Kadıköy’de başarı hedefi gözetildi. Büyük bir katılım, coşku ve disiplinle gerçekleşen kutlamayla başarı elde edildi. Taksimcilerin ise yerlerinden bile kıpırdayamayacakları önceden belliydi. Bırakın başarıyı; Şişli’ye, Beşiktaş’a taşıdıkları birkaç bin insanı polise ezdirmekten başka bir şey yapamadılar.

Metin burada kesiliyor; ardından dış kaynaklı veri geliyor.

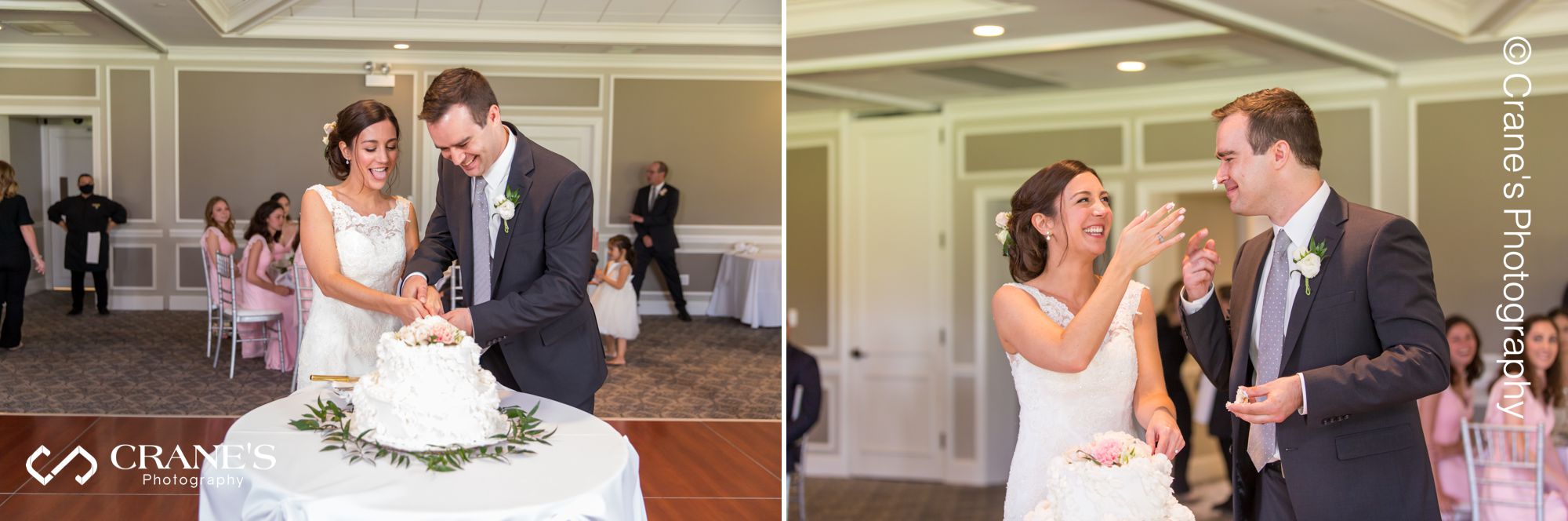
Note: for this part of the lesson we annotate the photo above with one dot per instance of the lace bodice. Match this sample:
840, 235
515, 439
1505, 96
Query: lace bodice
1061, 410
341, 340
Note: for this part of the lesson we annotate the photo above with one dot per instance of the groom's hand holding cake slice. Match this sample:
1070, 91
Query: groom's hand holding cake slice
1334, 333
518, 219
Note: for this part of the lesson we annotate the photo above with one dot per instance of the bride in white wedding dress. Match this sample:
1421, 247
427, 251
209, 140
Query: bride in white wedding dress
355, 241
1083, 348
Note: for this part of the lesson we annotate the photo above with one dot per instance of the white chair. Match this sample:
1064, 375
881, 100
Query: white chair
1504, 448
305, 293
230, 313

Kadıköy’de Türk bayrağı, İstiklal Marşı, Atatürk ve 1 Mayıs marşı vardı. Yani sınıf ve milletle birleşme iradesi hakimdi. Taksimciler ise bölücülüğün sloganları ve Apo posterleri ile yürüdüler. Kadıköy tüm millet ile birleşti, Taksimciler Milleti karşılarına aldılar. Kadıköy, Tandoğan ve benzer şekilde yurdun dört bir yanında 1 Mayıs’ı kutlayanlar gelecek için güç ve moral topladılar. Taksimciler ise tam tersine, AKP’nin saldırarak başarı kazanmasına olanak verdiler.

Temel mesaj

Ülkemizde kitle hareketi, artık provokasyon odaklarına dönüşmüş maceracılığın, Batı destekli bölücülüğün ve dinci bağnazlığın yaydığı hastalıklardan kendisini kurtarıyor.

İstiklal caddesindeki 240 bin genç, Aslanlı Yolda yürüyen bir milyon 89 bin 615 Ankaralı ve Haziran günlerinde her gün Türkiye’nin dört bir yanında Türk bayrağı ve Atatürk posterleri alanlara çıkan milyonlar kitle hareketinde yeni bir dönemi haber verdiler.

2014’ün 1 Mayısında Kadıköy ve Tandoğan başta olmak üzere meydanların verdiği mesaj; sınıfın, Partisi ile birlikte doğru eylem çizgisini hayata geçirmede kararlı olduğudur.